Active Publication Date: 2020-04-17
CHENGDU KOALA URAN TECH CO LTD
View PDF13 Cites 2 Cited by
  • Summary
  • Abstract
  • Description
  • Claims
  • Application Information

AI Technical Summary

Problems solved by technology

[0006] These two types of existing methods are easy to identify actions with strong spatial dependence in practice, and are not conducive to capturing the action structure dominated by temporal action changes and dependencies.

Method used

the structure of the environmentally friendly knitted fabric provided by the present invention; figure 2 Flow chart of the yarn wrapping machine for environmentally friendly knitted fabrics and storage devices; image 3 Is the parameter map of the yarn covering machine
View more

Image

Smart Image Click on the blue labels to locate them in the text.
Viewing Examples
Smart Image
  • Video behavior category identification method based on time domain inference graph
  • Video behavior category identification method based on time domain inference graph
  • Video behavior category identification method based on time domain inference graph

Examples

Experimental program
Comparison scheme
Effect test

Embodiment 1

[0054] A video behavior category recognition method based on temporal inference graphs. According to the action dependencies between video frames, a multi-headed temporal adjacency matrix of multiple temporal inference graphs is constructed to infer the implicit relationship between actions and actions, and a semantic fusion device is constructed at the same time. The time-domain features of actions with different dependencies are extracted at multiple time scales and fused into a semantic feature with strong semantics for video action category recognition.

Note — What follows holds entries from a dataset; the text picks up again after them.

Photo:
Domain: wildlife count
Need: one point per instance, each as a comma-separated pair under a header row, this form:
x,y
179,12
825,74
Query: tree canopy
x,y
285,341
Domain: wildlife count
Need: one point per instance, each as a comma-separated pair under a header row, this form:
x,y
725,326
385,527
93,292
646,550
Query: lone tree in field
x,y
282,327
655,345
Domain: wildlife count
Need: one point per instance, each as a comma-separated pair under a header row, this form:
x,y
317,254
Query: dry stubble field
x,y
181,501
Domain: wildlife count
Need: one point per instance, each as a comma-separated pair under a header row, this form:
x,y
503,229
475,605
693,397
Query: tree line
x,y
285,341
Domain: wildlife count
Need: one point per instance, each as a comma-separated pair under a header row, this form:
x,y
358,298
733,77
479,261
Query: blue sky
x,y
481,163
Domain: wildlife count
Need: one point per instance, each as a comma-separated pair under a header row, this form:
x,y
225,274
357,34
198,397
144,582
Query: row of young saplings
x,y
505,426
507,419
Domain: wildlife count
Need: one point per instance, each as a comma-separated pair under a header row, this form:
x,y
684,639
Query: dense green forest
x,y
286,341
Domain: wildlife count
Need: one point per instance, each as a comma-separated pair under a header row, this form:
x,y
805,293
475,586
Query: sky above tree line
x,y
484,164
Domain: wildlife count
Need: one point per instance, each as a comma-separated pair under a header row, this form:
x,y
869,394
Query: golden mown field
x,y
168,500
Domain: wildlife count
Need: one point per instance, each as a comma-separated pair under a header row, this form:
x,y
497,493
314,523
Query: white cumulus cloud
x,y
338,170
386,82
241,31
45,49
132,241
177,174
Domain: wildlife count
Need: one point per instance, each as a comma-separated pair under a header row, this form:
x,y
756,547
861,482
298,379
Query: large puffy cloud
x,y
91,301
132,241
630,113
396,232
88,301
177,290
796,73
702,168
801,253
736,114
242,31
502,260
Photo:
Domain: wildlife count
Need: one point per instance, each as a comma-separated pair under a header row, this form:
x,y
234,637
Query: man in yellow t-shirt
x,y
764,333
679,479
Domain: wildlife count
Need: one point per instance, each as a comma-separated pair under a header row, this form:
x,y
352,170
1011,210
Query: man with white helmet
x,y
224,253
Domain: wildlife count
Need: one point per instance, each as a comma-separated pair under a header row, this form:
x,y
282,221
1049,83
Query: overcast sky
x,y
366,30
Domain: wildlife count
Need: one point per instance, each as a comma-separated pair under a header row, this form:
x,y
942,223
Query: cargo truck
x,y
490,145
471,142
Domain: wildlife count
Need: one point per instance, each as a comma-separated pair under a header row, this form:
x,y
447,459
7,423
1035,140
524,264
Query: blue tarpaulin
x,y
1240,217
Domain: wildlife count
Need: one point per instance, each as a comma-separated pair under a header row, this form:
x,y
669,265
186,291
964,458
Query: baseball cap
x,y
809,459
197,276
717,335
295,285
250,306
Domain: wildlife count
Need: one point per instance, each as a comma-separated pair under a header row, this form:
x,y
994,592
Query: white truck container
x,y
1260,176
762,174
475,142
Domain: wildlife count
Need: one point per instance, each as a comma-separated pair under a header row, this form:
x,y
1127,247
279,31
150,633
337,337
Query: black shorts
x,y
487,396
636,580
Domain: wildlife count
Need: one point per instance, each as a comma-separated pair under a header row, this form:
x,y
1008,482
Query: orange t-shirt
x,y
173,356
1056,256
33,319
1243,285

[0055] A basic behavior has both long-range and short-range dependencies, and often in a video frame-to-frame dependencies can abstract multiple relationships, e.g. consider a video of a human behavior "throwing a ball into the air, then catching it" , this behavior has many short-range and long-range basic dependencies. First, there are short-range relationships "throw", "throw into the air", "drop", "catch"; there are also...

Embodiment 2

[0061] like figure 2 As shown, a video behavior category recognition method based on time-domain inference graph, specifically includes the following steps:

[0062] Step S1: video is sampled;

[0063] Step S2: Utilize the convolutional network to extract the spatial feature X of the video frame sequence;

[0064] Step S3: construct the multi-head temporal domain adjacency matrix A that action dependency is arranged;

[0065] Step S4: use time-domain graph convolution network to reason;

[0066] Step S5: supervised training is carried out to the entire network;

[0067] Step S6: Carry out test classification to video.

Embodiment 3

[0069] like Figure 1 to Figure 4 As shown, a video behavior category recognition method based on temporal domain inference graph includes the following steps:

[0070] Step S1: Sampling the video.

[0071] A video usually has a large number of frames. If all of them are used as input for subsequent calculations, it will take a huge computational cost, and a lot of information in it is similar and redundant, so the video needs to be sampled first.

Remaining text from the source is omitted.